- Associated Press - Thursday, September 3, 2015

SACRAMENTO, Calif. (AP) — A California state lawmaker drew from experience Thursday in an unusually personal debate over federal rules governing whether gay or bisexual men can donate blood.

California state senators voted overwhelmingly to ask President Obama and the U.S. Department of Health and Human Services to repeal current U.S. Food and Drug Administration (FDA) policies prohibiting men who have had sex with men from donating blood.

Federal officials are in the process of changing the old blood policy — which forbade men who have sex with men from donating blood if they had sex with a man even once since 1977.

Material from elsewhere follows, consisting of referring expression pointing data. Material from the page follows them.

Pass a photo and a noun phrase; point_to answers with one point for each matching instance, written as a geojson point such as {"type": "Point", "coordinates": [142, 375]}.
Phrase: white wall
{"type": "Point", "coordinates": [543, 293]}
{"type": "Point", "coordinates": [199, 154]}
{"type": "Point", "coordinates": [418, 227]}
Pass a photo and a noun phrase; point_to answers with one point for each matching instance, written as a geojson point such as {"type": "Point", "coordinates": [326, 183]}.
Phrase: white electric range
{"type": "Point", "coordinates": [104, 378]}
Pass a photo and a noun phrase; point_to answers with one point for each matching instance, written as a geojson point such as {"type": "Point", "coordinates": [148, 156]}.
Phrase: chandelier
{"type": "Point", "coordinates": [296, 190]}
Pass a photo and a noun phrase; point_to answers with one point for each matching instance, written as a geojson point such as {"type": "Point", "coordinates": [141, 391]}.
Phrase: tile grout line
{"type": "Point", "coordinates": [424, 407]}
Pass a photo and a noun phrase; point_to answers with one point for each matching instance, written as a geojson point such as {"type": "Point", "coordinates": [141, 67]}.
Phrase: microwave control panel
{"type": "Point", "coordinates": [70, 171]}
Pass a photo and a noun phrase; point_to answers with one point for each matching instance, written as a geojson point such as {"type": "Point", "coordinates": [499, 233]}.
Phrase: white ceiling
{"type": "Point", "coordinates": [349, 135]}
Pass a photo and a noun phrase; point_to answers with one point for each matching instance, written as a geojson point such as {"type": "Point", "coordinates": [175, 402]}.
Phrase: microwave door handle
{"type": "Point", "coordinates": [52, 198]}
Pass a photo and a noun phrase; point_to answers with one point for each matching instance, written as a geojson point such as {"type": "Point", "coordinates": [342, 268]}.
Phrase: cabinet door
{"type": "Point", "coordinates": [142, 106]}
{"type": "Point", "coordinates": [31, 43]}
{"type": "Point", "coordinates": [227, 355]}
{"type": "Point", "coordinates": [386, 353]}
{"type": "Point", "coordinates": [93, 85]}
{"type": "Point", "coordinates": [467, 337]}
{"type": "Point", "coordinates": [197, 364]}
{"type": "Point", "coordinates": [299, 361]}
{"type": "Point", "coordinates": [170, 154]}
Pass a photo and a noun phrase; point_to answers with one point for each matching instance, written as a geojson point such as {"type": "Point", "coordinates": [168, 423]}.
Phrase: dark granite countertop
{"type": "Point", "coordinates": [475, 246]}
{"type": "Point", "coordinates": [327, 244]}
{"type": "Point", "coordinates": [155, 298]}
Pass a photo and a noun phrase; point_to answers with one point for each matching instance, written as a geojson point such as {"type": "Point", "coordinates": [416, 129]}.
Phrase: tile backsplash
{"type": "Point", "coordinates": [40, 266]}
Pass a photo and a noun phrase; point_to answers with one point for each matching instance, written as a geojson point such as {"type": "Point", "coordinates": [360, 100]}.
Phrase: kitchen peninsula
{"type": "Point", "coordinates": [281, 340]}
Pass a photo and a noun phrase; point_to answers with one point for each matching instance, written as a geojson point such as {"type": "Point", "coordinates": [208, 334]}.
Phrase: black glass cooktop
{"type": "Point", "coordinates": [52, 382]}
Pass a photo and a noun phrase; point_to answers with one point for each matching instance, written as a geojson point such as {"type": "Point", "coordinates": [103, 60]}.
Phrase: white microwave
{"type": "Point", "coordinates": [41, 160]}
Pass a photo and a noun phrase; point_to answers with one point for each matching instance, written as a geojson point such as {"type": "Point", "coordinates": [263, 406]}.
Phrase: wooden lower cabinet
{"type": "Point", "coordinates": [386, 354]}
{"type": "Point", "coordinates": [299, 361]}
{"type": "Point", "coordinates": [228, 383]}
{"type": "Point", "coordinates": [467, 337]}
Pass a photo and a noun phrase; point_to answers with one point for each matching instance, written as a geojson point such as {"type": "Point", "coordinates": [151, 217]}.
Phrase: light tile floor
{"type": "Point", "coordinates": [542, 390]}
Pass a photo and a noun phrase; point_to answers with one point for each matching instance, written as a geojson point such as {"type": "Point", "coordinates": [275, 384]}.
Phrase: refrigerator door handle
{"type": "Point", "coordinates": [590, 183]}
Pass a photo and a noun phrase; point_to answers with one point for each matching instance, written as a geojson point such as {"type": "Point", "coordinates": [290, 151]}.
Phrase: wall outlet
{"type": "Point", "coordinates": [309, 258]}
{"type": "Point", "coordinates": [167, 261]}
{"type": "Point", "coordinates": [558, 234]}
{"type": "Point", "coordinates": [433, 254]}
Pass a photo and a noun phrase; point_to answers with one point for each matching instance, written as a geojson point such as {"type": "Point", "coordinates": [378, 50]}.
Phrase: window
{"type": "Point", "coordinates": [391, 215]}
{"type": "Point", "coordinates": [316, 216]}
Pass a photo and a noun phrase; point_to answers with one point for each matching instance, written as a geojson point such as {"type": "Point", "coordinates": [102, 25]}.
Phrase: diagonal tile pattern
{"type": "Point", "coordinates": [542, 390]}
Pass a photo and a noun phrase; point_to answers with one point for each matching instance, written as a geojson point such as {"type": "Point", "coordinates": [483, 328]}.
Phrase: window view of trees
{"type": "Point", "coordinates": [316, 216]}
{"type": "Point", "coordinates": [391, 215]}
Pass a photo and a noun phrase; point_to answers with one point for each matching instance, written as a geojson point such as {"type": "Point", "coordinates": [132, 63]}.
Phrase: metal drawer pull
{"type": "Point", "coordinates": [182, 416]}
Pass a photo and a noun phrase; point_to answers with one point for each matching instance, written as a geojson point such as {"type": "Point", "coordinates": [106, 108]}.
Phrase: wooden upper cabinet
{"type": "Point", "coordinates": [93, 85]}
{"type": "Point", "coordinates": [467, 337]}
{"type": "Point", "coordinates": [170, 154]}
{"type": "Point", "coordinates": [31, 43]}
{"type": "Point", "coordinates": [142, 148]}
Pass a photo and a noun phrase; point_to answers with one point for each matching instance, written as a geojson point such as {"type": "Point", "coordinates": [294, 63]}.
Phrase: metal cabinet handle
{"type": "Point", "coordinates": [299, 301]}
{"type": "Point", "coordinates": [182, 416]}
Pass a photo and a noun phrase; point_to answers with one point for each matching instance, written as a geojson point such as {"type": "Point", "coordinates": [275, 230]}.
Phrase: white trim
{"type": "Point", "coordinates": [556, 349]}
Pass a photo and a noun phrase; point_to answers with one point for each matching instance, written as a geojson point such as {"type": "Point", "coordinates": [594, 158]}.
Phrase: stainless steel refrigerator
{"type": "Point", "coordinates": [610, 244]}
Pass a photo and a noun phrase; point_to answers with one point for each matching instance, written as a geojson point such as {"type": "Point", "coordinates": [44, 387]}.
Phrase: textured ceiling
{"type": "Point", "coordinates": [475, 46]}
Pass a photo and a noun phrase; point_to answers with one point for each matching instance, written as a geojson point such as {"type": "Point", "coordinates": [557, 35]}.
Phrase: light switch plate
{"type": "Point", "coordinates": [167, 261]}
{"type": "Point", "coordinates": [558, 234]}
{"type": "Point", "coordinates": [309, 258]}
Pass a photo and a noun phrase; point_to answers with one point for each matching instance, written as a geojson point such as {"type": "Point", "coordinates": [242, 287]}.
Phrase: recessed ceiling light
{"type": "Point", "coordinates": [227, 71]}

SEE ALSO: Gay men should be allowed to give blood after year without sex, federal advisers say

The proposed FDA blood policy would permit gay and bisexual men to donate blood if their last sexual intercourse with a man was at least a year ago.

Blood-using groups support such a policy, as it is similar to that of several other countries and would ensure high-risk donors would be screened out. But gay groups say it still discriminates against gay men, especially those in married or monogamous relationships with a man.

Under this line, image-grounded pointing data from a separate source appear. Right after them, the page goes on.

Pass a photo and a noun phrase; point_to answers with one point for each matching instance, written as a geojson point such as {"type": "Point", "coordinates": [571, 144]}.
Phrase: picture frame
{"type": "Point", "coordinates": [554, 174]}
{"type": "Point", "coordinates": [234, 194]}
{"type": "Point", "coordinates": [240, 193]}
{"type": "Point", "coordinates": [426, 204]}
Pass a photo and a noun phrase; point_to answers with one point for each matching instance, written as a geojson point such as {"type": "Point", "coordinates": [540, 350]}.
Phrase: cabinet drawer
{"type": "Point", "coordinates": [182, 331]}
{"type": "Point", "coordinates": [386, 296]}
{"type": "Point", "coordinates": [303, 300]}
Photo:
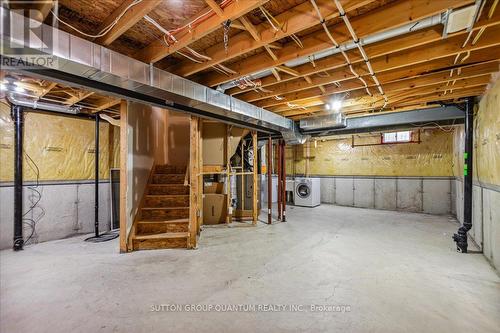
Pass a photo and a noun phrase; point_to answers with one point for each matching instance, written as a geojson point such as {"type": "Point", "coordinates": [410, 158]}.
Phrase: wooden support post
{"type": "Point", "coordinates": [123, 176]}
{"type": "Point", "coordinates": [194, 137]}
{"type": "Point", "coordinates": [283, 170]}
{"type": "Point", "coordinates": [269, 180]}
{"type": "Point", "coordinates": [229, 218]}
{"type": "Point", "coordinates": [242, 177]}
{"type": "Point", "coordinates": [280, 181]}
{"type": "Point", "coordinates": [200, 177]}
{"type": "Point", "coordinates": [255, 209]}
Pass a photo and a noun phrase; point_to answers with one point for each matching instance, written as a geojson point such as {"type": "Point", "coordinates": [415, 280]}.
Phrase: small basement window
{"type": "Point", "coordinates": [392, 137]}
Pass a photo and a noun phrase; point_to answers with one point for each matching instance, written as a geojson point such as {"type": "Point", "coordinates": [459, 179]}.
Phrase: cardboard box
{"type": "Point", "coordinates": [214, 208]}
{"type": "Point", "coordinates": [213, 188]}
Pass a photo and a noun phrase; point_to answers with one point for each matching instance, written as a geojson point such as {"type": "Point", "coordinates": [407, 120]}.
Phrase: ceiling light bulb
{"type": "Point", "coordinates": [336, 105]}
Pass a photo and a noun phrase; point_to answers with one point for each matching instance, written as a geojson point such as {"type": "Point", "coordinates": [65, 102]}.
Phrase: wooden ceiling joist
{"type": "Point", "coordinates": [395, 84]}
{"type": "Point", "coordinates": [106, 103]}
{"type": "Point", "coordinates": [79, 96]}
{"type": "Point", "coordinates": [406, 88]}
{"type": "Point", "coordinates": [133, 15]}
{"type": "Point", "coordinates": [392, 45]}
{"type": "Point", "coordinates": [252, 30]}
{"type": "Point", "coordinates": [424, 53]}
{"type": "Point", "coordinates": [394, 14]}
{"type": "Point", "coordinates": [215, 7]}
{"type": "Point", "coordinates": [158, 50]}
{"type": "Point", "coordinates": [377, 106]}
{"type": "Point", "coordinates": [296, 19]}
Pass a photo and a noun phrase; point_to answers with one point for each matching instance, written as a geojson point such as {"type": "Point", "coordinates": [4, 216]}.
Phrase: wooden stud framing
{"type": "Point", "coordinates": [255, 209]}
{"type": "Point", "coordinates": [278, 171]}
{"type": "Point", "coordinates": [269, 180]}
{"type": "Point", "coordinates": [227, 142]}
{"type": "Point", "coordinates": [123, 176]}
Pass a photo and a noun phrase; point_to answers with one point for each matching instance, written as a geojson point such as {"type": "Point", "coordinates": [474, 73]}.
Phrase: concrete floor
{"type": "Point", "coordinates": [398, 272]}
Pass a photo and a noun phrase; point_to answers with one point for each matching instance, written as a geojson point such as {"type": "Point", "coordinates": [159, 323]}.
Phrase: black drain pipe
{"type": "Point", "coordinates": [461, 236]}
{"type": "Point", "coordinates": [96, 194]}
{"type": "Point", "coordinates": [18, 118]}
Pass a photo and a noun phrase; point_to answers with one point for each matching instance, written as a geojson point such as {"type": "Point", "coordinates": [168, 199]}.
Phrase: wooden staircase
{"type": "Point", "coordinates": [163, 218]}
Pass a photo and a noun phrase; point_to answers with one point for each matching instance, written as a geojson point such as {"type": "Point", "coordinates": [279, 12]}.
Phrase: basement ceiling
{"type": "Point", "coordinates": [416, 68]}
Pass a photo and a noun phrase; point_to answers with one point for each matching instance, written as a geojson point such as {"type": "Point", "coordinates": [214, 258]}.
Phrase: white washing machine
{"type": "Point", "coordinates": [307, 192]}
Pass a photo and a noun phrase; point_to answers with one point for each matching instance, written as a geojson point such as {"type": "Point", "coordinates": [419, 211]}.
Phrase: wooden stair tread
{"type": "Point", "coordinates": [163, 235]}
{"type": "Point", "coordinates": [165, 208]}
{"type": "Point", "coordinates": [165, 221]}
{"type": "Point", "coordinates": [167, 195]}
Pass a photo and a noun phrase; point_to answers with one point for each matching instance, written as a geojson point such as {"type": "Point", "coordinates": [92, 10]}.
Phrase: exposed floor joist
{"type": "Point", "coordinates": [159, 50]}
{"type": "Point", "coordinates": [395, 14]}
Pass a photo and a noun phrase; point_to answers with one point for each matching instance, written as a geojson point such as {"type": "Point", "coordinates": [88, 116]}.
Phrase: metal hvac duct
{"type": "Point", "coordinates": [334, 120]}
{"type": "Point", "coordinates": [75, 60]}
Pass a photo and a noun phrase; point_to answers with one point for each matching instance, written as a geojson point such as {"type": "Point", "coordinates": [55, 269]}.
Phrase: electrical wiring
{"type": "Point", "coordinates": [35, 198]}
{"type": "Point", "coordinates": [105, 30]}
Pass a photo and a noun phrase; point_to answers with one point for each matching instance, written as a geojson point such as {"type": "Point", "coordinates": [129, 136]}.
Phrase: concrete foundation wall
{"type": "Point", "coordinates": [430, 195]}
{"type": "Point", "coordinates": [485, 217]}
{"type": "Point", "coordinates": [65, 209]}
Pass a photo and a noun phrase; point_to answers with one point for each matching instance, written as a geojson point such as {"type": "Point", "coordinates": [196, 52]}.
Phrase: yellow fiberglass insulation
{"type": "Point", "coordinates": [62, 147]}
{"type": "Point", "coordinates": [335, 156]}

State Sen. Mark Leno, D-San Francisco, who is gay, recalled how years ago he was prepared to give blood but was blocked by rules that grew out of the AIDS crisis, when the virus was believed in the 1980s to primarily be spread among gay men.

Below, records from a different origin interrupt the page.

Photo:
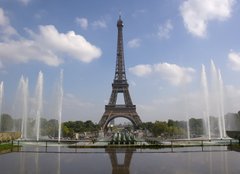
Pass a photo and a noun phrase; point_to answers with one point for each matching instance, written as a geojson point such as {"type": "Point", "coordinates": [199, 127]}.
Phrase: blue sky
{"type": "Point", "coordinates": [166, 42]}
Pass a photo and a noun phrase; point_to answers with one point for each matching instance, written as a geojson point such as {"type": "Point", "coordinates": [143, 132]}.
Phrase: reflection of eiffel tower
{"type": "Point", "coordinates": [120, 85]}
{"type": "Point", "coordinates": [120, 168]}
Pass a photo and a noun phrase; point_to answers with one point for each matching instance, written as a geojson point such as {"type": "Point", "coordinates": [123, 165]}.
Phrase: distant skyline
{"type": "Point", "coordinates": [166, 43]}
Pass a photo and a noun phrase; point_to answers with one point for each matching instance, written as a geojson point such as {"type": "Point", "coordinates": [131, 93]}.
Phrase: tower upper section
{"type": "Point", "coordinates": [120, 75]}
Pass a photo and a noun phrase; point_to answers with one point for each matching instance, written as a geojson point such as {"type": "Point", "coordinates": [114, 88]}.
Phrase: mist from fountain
{"type": "Point", "coordinates": [22, 104]}
{"type": "Point", "coordinates": [1, 102]}
{"type": "Point", "coordinates": [59, 104]}
{"type": "Point", "coordinates": [39, 103]}
{"type": "Point", "coordinates": [221, 91]}
{"type": "Point", "coordinates": [215, 96]}
{"type": "Point", "coordinates": [204, 84]}
{"type": "Point", "coordinates": [218, 99]}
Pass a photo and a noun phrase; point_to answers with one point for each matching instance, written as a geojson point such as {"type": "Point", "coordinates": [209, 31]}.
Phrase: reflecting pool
{"type": "Point", "coordinates": [63, 160]}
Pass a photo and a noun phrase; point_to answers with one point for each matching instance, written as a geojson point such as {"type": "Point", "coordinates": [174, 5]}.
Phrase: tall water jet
{"type": "Point", "coordinates": [204, 84]}
{"type": "Point", "coordinates": [1, 101]}
{"type": "Point", "coordinates": [39, 102]}
{"type": "Point", "coordinates": [22, 97]}
{"type": "Point", "coordinates": [221, 103]}
{"type": "Point", "coordinates": [215, 97]}
{"type": "Point", "coordinates": [59, 104]}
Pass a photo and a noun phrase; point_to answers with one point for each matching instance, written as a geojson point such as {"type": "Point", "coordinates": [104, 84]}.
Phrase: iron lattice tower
{"type": "Point", "coordinates": [120, 85]}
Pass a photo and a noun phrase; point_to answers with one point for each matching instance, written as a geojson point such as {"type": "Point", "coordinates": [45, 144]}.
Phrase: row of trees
{"type": "Point", "coordinates": [165, 129]}
{"type": "Point", "coordinates": [175, 129]}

Mr. Leno noted that the rules allow donations by heterosexual men who may engage in risky sex, but they block donations by gay men like himself who are HIV-free.

“It gets to the core of the discrimination, the fear that historically has existed, finally and slowly dissipating about who gay people are and that there is something dangerous about my blood,” Mr. Leno said.

Testing for disease instead of certain behaviors would help promote blood donations, he said. “There’s no scientific-based reason why we should have blood shortages.”

State Sen. Richard Pan, D-Sacramento, a medical doctor, said the current rule was adopted during “a time of uncertainty and I would say fear.”

Sen. Joel Anderson, R-Alpine, who is as conservative as Mr. Leno is liberal, supported the resolution.

“There’s many things risky and dangerous about the floor manager, but his blood isn’t one of them,” Mr. Anderson said, referring to Mr. Leno. “Too many lives can be saved if we allowed more people to participate.”

The resolution, AJR16, initially passed on a 30-6 vote. In an unusual second roll call, it again passed, 31-4, as several senators changed their votes.